MC
5501

## Speaker

Ali Kara, University of Michigan

## Title

Reinforcement Learning in Non-Markovian Environments under General Information Structures

## Abstract

For decision-making under uncertainty, typically only an ideal model is assumed, and the control design is based on this given model. However, in reality, the assumed model may not perfectly reflect the underlying dynamics, or there might not be an available mathematical model. To overcome this issue, one approach is to use the past data of perceived state, cost and control trajectories to learn the model or the optimal control functions directly, a method also known as reinforcement learning. The majority of the existing literature has focused on methods structured for systems where the underlying state process is Markovian and the state is fully observed. However, there are many practical settings where one works with data and does not know the possibly very complex structure under which the data is generated and tries to respond to the environment.

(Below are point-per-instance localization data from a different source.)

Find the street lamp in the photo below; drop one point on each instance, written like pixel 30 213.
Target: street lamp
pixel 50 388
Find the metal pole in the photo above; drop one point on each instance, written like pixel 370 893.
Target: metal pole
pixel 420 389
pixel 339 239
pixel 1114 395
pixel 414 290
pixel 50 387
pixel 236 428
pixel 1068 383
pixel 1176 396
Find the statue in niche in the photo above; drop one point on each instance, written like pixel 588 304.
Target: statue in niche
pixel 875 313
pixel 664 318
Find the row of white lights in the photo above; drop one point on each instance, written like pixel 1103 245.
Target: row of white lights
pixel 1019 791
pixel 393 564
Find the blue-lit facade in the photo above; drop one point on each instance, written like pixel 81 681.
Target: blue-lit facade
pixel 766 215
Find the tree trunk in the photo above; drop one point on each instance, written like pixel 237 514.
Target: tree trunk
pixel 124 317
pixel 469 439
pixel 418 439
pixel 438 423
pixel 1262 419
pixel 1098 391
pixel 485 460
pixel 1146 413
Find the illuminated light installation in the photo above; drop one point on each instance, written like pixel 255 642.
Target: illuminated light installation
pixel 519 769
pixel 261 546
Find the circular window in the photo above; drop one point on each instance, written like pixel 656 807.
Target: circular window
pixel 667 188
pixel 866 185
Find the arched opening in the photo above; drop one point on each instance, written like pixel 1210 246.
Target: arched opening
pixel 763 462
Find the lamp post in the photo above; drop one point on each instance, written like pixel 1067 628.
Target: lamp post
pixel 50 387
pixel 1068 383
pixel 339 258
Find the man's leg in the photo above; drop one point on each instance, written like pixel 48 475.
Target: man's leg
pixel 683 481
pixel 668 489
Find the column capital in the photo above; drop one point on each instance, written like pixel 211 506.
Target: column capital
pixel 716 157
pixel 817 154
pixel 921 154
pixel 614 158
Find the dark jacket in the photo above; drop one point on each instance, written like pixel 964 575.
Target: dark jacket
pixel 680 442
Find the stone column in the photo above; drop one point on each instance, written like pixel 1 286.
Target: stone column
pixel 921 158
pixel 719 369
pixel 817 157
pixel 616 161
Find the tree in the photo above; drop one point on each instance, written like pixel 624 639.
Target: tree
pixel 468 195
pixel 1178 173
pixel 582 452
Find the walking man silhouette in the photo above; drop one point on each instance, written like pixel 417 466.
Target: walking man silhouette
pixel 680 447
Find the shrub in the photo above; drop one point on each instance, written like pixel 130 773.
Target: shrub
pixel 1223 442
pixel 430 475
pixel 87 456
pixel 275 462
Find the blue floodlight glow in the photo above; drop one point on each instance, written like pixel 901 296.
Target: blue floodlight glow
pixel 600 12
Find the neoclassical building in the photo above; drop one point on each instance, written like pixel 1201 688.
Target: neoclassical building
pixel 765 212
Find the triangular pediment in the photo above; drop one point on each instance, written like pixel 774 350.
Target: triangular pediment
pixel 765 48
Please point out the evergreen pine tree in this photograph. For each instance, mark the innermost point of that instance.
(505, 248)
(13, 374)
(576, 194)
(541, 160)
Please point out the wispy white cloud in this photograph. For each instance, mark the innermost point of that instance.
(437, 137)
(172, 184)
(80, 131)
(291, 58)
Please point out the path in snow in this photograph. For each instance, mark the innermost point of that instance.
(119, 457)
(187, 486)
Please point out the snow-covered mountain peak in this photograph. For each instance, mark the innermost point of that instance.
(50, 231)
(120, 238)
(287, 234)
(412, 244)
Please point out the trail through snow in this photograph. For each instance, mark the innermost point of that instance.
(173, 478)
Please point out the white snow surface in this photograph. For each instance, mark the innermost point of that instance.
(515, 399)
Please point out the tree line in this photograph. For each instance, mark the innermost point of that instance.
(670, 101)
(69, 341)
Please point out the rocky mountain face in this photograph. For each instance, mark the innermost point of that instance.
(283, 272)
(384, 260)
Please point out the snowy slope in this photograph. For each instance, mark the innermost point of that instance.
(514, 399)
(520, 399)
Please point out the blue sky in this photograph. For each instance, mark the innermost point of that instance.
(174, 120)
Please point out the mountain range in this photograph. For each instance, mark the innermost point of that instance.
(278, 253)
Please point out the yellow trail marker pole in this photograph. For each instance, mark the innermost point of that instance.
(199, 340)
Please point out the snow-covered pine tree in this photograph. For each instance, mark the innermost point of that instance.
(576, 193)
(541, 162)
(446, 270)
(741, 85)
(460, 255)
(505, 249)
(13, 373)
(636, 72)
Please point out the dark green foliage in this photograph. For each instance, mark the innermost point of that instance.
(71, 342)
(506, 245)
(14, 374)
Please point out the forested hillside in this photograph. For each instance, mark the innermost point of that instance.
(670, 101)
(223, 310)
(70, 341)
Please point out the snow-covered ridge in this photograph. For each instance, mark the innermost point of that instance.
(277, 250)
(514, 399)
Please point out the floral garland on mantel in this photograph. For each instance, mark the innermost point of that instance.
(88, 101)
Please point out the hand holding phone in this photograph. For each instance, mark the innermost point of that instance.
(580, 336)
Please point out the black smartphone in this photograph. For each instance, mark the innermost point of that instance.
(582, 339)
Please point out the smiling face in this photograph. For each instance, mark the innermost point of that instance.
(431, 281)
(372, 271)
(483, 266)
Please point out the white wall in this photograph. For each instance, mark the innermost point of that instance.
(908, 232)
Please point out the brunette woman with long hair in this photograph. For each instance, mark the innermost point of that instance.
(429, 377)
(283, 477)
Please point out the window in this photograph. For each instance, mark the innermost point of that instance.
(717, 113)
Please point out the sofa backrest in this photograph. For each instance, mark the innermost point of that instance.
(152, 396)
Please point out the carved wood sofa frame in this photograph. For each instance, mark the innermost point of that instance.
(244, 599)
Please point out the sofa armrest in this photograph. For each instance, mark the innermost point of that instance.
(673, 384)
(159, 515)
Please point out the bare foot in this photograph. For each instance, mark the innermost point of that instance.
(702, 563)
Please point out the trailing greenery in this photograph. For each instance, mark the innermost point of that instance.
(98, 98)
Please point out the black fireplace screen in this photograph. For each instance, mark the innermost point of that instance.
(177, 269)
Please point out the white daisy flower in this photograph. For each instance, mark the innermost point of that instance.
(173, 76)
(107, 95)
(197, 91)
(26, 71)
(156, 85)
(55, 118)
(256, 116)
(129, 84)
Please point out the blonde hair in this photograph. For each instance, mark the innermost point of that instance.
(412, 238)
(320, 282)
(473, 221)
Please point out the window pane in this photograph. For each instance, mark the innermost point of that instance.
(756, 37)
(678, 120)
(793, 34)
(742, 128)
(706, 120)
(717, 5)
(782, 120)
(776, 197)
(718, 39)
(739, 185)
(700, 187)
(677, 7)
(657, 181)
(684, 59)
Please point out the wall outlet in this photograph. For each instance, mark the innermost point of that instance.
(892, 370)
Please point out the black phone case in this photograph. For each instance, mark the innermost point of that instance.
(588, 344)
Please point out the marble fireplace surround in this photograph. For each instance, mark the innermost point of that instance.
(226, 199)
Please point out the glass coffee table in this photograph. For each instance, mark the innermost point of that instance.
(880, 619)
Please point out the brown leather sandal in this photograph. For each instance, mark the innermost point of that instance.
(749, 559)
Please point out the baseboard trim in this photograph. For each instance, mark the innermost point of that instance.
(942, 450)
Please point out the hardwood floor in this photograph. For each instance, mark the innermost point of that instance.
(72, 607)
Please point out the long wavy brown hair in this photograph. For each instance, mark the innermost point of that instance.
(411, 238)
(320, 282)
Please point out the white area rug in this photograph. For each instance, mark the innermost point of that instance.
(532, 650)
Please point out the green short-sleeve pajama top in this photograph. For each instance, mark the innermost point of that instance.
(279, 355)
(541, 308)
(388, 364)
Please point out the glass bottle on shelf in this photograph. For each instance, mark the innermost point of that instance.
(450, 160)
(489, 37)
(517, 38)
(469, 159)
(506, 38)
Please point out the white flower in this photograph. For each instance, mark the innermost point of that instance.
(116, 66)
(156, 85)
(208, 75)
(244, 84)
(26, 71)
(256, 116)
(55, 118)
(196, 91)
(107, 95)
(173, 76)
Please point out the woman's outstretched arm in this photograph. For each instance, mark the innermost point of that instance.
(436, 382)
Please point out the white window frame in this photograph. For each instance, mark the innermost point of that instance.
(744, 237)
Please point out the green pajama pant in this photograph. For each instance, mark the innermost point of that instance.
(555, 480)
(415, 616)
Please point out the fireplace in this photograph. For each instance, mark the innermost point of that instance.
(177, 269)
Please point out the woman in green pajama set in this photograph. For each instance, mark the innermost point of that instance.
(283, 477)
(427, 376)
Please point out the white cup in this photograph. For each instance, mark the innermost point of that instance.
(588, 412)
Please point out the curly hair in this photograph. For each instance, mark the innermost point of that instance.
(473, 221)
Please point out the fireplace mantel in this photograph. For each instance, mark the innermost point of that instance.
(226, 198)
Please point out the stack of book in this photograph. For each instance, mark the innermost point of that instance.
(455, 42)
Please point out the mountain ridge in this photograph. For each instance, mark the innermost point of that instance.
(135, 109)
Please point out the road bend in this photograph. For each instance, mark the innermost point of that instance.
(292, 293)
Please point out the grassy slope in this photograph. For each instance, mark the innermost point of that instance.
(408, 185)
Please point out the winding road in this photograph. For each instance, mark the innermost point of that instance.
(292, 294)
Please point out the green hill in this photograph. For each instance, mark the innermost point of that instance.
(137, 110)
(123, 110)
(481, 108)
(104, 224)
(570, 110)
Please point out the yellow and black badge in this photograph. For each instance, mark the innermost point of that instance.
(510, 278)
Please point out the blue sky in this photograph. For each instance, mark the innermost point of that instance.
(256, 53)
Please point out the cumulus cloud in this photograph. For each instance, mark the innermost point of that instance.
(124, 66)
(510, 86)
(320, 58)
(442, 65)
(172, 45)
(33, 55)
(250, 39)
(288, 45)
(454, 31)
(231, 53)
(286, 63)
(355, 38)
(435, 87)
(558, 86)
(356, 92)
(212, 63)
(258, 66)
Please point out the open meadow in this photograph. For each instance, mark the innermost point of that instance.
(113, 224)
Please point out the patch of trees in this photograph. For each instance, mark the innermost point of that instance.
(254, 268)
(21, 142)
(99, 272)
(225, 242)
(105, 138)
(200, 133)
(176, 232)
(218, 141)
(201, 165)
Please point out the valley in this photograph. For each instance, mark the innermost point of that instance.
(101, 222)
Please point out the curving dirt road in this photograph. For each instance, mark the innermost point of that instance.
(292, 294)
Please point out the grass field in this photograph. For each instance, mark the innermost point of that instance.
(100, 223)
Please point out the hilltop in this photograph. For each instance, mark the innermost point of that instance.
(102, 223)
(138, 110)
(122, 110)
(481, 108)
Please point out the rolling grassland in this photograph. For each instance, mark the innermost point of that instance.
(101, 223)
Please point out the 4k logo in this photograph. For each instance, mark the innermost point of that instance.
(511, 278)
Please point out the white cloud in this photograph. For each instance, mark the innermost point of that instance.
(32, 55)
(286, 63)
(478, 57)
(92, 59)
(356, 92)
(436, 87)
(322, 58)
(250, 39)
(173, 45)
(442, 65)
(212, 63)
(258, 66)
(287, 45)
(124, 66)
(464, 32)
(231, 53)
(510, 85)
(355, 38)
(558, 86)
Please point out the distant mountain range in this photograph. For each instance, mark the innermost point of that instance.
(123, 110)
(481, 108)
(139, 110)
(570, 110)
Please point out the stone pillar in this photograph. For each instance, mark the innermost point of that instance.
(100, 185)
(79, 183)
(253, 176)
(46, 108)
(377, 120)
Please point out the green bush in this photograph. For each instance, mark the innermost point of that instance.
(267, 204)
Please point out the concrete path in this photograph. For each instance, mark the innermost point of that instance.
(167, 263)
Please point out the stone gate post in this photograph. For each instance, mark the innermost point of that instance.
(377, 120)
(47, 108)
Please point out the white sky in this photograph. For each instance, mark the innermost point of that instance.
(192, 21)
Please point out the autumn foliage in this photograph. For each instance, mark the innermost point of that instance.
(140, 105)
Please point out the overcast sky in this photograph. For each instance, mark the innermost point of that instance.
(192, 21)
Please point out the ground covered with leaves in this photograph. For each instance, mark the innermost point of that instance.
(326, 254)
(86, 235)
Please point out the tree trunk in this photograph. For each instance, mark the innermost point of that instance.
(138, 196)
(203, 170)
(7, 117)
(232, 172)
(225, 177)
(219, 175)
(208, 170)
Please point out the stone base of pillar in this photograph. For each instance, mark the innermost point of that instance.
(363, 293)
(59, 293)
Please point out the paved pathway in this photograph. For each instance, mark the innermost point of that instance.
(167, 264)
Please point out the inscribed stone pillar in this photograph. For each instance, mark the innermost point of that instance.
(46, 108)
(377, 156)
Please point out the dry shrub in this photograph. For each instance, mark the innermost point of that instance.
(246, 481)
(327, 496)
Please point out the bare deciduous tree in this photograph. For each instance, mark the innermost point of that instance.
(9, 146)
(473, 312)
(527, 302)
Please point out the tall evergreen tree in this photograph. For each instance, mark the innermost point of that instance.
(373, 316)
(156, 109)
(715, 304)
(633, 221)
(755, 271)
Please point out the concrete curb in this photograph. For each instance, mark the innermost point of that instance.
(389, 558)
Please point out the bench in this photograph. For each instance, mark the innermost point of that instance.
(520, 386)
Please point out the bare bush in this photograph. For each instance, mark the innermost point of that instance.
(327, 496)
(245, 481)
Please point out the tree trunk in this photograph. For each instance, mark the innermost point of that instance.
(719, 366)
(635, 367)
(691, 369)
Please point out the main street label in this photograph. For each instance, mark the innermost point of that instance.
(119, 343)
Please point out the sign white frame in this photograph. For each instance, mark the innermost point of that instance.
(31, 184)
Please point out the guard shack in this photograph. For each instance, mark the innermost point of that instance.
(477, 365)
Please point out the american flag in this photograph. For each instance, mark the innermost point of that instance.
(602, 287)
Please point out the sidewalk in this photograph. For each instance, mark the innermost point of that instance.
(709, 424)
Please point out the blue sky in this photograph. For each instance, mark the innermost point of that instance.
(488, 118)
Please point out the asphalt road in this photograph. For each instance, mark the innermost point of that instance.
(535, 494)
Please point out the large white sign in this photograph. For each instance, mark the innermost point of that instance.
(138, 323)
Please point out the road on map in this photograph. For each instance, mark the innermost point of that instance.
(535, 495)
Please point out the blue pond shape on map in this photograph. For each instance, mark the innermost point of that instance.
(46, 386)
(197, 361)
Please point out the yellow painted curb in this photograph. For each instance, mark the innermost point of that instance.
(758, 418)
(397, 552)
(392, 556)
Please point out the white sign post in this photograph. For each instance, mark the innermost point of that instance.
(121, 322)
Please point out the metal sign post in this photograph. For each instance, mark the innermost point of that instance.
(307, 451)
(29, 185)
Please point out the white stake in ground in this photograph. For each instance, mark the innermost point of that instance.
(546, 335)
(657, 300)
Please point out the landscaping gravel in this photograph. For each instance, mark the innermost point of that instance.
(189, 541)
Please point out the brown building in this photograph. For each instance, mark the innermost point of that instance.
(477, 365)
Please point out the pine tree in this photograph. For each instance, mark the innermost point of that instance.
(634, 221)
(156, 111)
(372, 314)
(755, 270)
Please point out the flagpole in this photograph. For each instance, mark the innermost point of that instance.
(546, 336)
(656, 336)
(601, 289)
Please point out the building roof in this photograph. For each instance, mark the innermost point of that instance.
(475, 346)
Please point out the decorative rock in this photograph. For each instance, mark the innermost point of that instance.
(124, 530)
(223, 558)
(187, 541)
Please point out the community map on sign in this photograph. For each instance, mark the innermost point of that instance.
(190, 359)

In this talk, I will present a convergence theorem for stochastic iterations, particularly focusing on Q-learning iterates, under a general, possibly non-Markovian, stochastic environment. I will then discuss applications of this result to the decision making problems where the agent's perceived state is a noisy version of some hidden Markov state process, i.e. partially observed MDPs, and when the agent keeps track of a finite memory of the perceived data. I will also discuss applications for a class of continuous-time controlled diffusion problems.